Sometimes it really does pay to play the field before settling down. To see what's out there, who you click with, and which relationships prove the most beneficial. And ditch the idea of a "type." When it comes to relations with advisors—just as in love—we've found you'll only limit your opportunities that way. It's far better to spread a wide net.
Look around the table at a Blu advisory board meeting and what you'll see is the result of our own "dating" process. It's comprised of died-in-the-wool environmentalists, technology experts, educators, and business people. Our board reflects a lot of the same qualities a college admissions officer seeks in an applicant: well rounded, passionate, and dedicated. Above all, we set out to create a diverse group made up of people who are in tune with our company's ethos. So we shopped around.
Faced with the question of how to set about identifying and wooing people who will make a real difference on our board, we worked to establish relationships first. We dated around before committing, inviting prospective members to get an inside look at what we do, to visit our factory, to meet our team. We thought carefully about benefits, formalizing the process of joining the advisory board, and emphasizing the deep involvement we were looking for from every member. And then it was time to make the first move—to ask some of these smart, energetic people to give us a try.
We did not ask all those with whom we built successful relationships to join us, however. We all know that not every partnership that has that "spark" can go the distance. Keeping in mind our mission to build a diverse and vibrant group, we extended invitations only to those we deemed a truly great fit.
But finding the right match is really only the beginning. You could select the perfect mix of advisors, but if the relationship isn't nurtured—in big and small ways—you're doing yourself, and your board, a disservice.
The key to long lasting board relationships? No surprise here. Communication.
Most people "get" the formal side of communicating with their board members. Board meetings, quarterly e-mails and the periodic snail mail communication, are of course invaluable. But the real key is consistency.

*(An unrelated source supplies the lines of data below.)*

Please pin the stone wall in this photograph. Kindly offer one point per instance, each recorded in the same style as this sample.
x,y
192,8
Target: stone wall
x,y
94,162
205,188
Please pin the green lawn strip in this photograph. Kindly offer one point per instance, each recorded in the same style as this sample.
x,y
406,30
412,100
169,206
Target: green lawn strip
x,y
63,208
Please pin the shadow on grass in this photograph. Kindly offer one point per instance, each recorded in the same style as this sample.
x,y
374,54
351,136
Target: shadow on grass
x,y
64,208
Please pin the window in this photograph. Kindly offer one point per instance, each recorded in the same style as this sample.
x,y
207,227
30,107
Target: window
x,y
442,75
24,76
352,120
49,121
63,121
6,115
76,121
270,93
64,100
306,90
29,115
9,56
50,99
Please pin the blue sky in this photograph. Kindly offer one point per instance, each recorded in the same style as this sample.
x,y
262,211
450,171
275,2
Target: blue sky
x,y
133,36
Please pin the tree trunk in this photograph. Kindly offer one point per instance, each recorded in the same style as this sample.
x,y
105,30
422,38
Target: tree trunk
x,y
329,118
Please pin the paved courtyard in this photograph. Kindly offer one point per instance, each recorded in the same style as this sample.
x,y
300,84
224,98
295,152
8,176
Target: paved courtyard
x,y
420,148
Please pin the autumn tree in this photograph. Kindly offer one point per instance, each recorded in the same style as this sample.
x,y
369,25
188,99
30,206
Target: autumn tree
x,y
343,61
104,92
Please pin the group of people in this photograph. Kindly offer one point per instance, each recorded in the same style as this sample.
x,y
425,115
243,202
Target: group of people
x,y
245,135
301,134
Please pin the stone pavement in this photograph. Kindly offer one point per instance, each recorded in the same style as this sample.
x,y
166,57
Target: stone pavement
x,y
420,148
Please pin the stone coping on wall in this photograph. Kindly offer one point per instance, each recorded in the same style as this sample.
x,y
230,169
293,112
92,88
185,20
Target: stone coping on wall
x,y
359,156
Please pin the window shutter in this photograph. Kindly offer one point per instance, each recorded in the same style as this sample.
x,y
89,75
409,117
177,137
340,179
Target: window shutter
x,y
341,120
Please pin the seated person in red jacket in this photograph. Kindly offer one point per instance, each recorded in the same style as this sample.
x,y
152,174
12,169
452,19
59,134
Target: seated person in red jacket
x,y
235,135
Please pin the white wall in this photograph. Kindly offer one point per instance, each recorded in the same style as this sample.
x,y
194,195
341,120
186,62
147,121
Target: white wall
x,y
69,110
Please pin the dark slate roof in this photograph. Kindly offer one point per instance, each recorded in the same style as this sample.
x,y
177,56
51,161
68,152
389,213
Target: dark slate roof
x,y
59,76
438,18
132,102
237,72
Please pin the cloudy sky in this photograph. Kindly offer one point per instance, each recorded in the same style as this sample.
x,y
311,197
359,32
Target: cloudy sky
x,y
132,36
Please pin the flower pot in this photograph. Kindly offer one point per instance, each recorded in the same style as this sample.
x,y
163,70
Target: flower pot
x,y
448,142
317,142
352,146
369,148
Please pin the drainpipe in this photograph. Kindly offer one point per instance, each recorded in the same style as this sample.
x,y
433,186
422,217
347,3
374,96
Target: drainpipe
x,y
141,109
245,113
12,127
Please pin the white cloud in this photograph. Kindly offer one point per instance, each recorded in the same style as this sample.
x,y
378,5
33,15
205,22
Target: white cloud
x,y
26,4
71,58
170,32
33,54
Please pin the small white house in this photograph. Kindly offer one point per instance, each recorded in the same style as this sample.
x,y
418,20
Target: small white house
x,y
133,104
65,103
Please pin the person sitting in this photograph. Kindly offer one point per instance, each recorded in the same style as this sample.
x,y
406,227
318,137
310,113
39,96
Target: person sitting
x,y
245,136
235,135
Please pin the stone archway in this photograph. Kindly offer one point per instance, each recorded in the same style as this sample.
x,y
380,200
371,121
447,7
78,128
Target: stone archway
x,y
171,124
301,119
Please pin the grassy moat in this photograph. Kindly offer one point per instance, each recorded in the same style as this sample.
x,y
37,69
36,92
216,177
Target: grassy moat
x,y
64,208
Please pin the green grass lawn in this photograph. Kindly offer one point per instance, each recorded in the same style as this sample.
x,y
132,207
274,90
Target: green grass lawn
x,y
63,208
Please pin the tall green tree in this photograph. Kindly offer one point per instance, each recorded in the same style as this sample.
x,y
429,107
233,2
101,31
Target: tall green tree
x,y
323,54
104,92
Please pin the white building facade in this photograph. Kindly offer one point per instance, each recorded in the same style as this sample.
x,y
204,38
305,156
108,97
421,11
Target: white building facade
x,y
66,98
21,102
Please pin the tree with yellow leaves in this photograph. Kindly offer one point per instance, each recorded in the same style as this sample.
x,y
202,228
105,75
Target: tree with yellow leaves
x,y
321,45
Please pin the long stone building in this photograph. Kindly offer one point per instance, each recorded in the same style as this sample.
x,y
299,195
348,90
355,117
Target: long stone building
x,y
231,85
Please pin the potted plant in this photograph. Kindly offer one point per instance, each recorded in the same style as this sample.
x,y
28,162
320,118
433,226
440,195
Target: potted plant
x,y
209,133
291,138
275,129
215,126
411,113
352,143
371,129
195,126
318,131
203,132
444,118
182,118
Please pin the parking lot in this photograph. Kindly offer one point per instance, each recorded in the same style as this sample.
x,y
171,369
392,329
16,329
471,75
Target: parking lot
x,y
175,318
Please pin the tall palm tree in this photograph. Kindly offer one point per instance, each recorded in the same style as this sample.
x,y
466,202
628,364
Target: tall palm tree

But like many young companies, we did not at first recognize a vital truth: that fostering a deep and continual feeling of involvement in the workings of the company is crucial to the success of the board (and, in turn, of the company). Once we started going beyond just sharing periodic, polished, “board-ready” materials with our advisors, and began including them in Blu's everyday successes we saw a more active and engaged group emerge.
It really can be the little things that matter. For example, now when we ring our office's "sale bell," signaling that a Blu Home has been sold, our advisors get a call, too. And thanks to the easy and genuine efforts of our CEO—for whom it is second nature to pick up the phone in a free moment to talk to one of our advisors about a possible sale, an upcoming event, or other goings-on around the company—our advisors are well aware that we care about and value them and their role.
Nurturing relationships this way creates a group of people who are not advisors in ceremonial name only, but who are trusted members of the company with a stake in its success. In other words, true partners.
Regardless of communication, some partners are naturally more active than others. At times we find our board operates on the 80/20 rule, with 20 percent of the members providing 80 percent of the relevant help for the company. But it is deeply gratifying to see the most active advisors take the company's mission on as their own, truly becoming champions for Blu.
The original hope was that innovation and collaboration would grow more easily from the diverse mix of passionate personalities and perspectives we had put together. But the payoffs have been farther-reaching than we ever could have anticipated. Eschewing a board comprised of 100 percent hardcore "business" people in favor of a more "liberal-arts" approach, has lead to juicy and unexpected benefits, including new market opportunities and connections to funding.
One of our board members, selected for both his environmental expertise and his deep commitment to our mission, brought with him connections to regional conservation groups, which are looking toward judicious green development. A market opportunity was born. This taught us that choosing unique advisors who care about your company can make your business aware of and well positioned for valuable new business opportunities.
Similarly, we have seen again and again that the people who want to invest with and help grow a company are not only the top venture capitalists you might imagine, but also those who are connected to the "soul" of the company. When you reach out for dedicated advisors who are not necessarily contacts for investment, links to huge funding possibilities can be a happy—if surprising—byproduct. Take the expert in environmental policy and business that we pursued for his innovative ideas, who serendipitously pointed us to an opportunity for investment from a source we'd not known anything about (a personal connection of his). When an advisory board member feels deeply attached to the mission and ideals of a company and in turn brings this enthusiasm to his or her own network, the rewards can be huge.
To us, an effective board of advisors is an eclectic one that is allowed to share in the excitement of the growing company. In organizations that are fast finding their niche and picking up steam, the milestones along the way are opportunities for connecting and celebrating with the people you've chosen to bring into the company's most trusted inner circle. And in return, they will pay you back with ideas and enthusiasm that might move your company forward in astonishing, unforeseen ways.